Ma około 30 lat, blond włosy, jest średniego wzrostu i ściga ją policja. Oszustka działa zawsze w ten sam sposób: podaje się za pracownika administracji, obiecuje zwrot nadpłaty, wchodzi do domu, po czym go okrada.
- Kobieta wyszukuje swoje późniejsze ofiary jeszcze przed wejściem do budynku. Na początku października za cel obrała sobie 82 - letnią łodziankę, którą śledziła aż do jej drzwi na klatce schodowej - relacjonuje podinsp. Joanna Kącka z łódzkiej policji.
Oszustka już przy wejściu do mieszkania przedstawiła się jako pracownica spółdzielni i poinformowała starszą kobietę, że ma ona do odbioru zwrot pieniędzy za zużytą wodę. Lokatorka dowiedziała się, że ma otrzymać 50 złotych za nadpłatę.
Ucieszona nieoczekiwanymi pieniędzmi starsza kobieta zaprosiła "administratorkę" do domu. Wtedy oszustka dała lokatorce 200-złotowy banknot z prośbą o wydanie reszty. Lokatorka zaczęła szukać pieniędzy tym samym pokazując, gdzie chowa pieniądze.
Wykorzystała moment
Z ustaleń śledczych wynika, że oszustka poprosiła później starszą kobietę, żeby odkręciła w ramach testu ciepłą i zimną wodę. Kiedy lokatorka poszła przeprowadzać "test", oszustka zaczęła plądrować mieszkanie. Dopiero po wyjściu "administratorki" okradziona kobieta zauważyła, że z mieszkania zniknęły jej oszczędności życia - 2 tys. złotych.
- Oszustka działa w sposób wyjątkowo perfidny. Swoich celów wyszukuje na osiedlach zamieszkiwanych głównie przez starsze osoby. Tym razem kobieta została nagrana przez kamery. Poszukiwana kobieta chyba nie spodziewała się, że na starszym osiedlu może działać monitoring - informuje Joanna Kącka.
- Na nagraniu oszustka jest dobrze widoczna i z pewnością osoby, które znają poszukiwaną kobietę będą mogły ją łatwo rozpoznać - dodaje policjantka.

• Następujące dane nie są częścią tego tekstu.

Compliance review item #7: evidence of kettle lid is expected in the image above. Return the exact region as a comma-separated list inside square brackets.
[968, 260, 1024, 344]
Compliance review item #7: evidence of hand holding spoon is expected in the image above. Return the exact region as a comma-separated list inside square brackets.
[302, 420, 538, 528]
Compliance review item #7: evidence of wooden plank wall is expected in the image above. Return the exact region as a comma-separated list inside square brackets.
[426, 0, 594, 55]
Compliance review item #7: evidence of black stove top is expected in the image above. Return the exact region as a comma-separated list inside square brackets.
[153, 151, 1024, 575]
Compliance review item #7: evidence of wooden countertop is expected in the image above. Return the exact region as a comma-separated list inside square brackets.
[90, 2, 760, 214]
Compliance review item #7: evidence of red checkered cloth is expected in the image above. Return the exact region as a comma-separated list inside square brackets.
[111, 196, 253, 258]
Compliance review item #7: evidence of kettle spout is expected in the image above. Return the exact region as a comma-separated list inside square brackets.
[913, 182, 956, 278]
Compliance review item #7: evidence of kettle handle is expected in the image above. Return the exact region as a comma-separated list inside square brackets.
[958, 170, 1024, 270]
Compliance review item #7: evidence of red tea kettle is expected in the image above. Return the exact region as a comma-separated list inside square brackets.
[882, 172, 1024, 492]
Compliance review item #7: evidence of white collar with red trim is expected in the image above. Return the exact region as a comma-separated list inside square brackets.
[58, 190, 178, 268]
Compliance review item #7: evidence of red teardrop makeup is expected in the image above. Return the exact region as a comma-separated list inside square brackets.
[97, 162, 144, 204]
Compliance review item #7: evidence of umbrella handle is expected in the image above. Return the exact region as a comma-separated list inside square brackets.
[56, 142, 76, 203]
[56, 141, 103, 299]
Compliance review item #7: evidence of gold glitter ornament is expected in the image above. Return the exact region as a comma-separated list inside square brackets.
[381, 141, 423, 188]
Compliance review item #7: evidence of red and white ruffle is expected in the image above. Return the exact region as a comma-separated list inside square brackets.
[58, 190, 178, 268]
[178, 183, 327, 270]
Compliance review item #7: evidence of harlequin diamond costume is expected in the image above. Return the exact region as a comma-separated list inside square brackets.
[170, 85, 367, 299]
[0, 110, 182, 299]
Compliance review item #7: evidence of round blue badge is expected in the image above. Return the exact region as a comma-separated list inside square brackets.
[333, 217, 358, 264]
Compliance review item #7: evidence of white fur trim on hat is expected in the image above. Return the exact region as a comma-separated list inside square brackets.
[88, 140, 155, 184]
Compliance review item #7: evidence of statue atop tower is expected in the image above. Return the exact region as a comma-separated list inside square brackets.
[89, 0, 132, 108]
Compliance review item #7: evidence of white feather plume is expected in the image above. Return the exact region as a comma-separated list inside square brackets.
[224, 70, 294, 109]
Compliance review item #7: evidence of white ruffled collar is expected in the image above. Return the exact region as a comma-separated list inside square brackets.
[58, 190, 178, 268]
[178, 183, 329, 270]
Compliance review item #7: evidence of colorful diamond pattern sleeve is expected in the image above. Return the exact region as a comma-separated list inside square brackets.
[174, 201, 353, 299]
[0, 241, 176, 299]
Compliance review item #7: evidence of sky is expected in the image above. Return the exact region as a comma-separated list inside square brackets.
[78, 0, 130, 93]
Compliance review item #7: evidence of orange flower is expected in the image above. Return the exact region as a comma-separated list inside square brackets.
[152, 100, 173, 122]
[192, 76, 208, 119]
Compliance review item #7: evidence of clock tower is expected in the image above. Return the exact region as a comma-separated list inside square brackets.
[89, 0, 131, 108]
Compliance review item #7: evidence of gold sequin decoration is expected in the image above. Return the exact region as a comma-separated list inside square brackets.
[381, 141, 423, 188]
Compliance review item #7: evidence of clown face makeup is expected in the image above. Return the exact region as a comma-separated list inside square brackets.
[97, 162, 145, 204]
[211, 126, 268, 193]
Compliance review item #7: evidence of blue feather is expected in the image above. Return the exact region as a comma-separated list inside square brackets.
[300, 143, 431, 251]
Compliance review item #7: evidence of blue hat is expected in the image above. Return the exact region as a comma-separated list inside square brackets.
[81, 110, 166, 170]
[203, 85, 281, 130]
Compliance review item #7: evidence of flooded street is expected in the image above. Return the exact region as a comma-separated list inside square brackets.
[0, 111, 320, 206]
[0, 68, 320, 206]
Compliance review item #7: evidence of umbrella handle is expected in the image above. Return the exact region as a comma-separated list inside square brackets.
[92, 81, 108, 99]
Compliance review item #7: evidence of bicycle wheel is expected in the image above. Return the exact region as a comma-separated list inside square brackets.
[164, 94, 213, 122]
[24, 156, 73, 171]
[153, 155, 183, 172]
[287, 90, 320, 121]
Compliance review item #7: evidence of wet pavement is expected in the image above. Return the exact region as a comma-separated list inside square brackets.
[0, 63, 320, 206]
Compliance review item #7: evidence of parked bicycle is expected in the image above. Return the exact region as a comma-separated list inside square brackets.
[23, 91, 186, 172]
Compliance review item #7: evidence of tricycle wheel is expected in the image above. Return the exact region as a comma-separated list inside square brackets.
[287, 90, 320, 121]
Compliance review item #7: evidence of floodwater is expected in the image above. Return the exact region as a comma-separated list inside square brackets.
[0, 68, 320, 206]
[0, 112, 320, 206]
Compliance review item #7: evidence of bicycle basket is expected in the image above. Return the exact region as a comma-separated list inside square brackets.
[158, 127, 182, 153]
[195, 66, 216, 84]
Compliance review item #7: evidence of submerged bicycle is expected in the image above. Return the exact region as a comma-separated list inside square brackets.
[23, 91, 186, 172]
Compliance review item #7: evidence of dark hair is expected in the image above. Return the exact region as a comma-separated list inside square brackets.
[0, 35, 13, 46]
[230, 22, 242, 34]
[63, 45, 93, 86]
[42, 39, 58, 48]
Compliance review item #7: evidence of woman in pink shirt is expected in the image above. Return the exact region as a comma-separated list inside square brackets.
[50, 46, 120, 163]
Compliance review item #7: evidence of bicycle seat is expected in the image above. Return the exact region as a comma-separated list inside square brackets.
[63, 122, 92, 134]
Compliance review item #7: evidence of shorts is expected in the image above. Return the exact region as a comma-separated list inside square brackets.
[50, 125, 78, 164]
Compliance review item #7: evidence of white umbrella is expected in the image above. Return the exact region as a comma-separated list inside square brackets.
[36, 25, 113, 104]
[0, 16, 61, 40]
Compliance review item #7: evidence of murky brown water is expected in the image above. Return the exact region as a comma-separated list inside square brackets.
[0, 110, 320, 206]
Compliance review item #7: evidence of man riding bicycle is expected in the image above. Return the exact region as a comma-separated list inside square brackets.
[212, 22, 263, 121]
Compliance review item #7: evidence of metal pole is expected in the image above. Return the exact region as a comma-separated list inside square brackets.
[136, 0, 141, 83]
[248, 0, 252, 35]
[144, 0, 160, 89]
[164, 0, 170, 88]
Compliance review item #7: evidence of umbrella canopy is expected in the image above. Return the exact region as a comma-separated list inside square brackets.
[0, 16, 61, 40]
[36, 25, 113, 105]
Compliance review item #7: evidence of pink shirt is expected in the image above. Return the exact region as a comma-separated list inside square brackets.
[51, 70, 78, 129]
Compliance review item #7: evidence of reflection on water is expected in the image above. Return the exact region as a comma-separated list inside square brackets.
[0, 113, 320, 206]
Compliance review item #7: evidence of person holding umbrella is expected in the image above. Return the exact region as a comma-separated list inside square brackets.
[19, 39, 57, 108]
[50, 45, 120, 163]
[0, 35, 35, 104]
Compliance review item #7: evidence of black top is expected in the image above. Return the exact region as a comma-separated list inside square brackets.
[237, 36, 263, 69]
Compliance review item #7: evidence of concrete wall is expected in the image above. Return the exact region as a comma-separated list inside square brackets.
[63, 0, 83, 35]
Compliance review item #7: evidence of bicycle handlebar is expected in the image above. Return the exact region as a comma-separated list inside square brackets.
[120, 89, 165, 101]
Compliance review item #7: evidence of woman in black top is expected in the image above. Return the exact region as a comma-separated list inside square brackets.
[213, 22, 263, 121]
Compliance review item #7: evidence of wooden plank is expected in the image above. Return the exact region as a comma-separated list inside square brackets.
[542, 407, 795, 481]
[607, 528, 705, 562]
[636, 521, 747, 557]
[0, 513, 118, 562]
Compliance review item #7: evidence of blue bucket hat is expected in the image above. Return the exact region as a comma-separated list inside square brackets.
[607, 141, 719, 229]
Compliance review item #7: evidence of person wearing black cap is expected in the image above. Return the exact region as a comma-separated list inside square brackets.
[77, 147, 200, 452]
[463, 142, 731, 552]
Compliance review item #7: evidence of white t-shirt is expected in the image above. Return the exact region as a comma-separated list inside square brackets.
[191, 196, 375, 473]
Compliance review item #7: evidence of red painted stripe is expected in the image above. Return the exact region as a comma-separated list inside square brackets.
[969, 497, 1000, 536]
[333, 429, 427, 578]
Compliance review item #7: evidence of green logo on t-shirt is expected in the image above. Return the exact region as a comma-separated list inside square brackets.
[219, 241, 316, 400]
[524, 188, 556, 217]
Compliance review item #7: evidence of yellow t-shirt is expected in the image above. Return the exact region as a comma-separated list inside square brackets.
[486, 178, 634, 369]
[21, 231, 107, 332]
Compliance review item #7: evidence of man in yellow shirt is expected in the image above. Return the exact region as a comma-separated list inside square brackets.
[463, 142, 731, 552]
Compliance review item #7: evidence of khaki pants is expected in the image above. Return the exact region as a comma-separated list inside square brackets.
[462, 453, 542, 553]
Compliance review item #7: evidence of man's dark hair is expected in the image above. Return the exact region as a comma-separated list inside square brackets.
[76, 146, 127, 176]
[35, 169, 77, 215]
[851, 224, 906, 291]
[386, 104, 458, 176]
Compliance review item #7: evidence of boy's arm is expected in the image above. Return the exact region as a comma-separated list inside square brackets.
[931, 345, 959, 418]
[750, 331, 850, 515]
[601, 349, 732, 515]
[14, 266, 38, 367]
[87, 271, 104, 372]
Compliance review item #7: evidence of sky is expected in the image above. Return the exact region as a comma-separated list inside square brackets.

Zobacz całe nagranie z monitoringu:
Kolejni oszukani
Policja informuje, że do podobnych kradzieży w ostatnim czasie doszło przynajmniej kilka razy.
- Powtarza się rysopis oszustki i jej sposób działania w każdym przypadku. Za każdym razem kradzież dotyczyła starszych, ufnych osób - informuje podinsp. Kącka. - Apelujemy o szczególną ostrożność, bo pomysłowość oszustów jest nieograniczona. Zwłaszcza starsze osoby nie powinny wpuszczać do mieszkania nieznanych osób - przestrzega policjantka.
Złodziejskie patenty
Policja przyznaje, że starsze osoby są wyjątkowo narażone na ataki oszustów.
- Złodzieje najczęściej chodzą parami. Znamy przypadki, gdzie oszuści informowali starsze osoby np. o ulgach przy kupowaniu leków. Żeby jednak taką ulgę uzyskać, dana osoba musi zostać przebadana. W czasie kiedy jeden z oszustów "badał" późniejszą ofiarę, drugi kradł zgromadzone w mieszkaniu pieniądze - opowiada Joanna Kącka. - Złodzieje często powołują się też na różnego rodzaju autorytety: od proboszcza czy miejscowego lekarza, który leczy starszych pacjentów. Chcą w ten sposób zdobyć zaufanie i uśpić czujność okradanych - dodaje policjantka.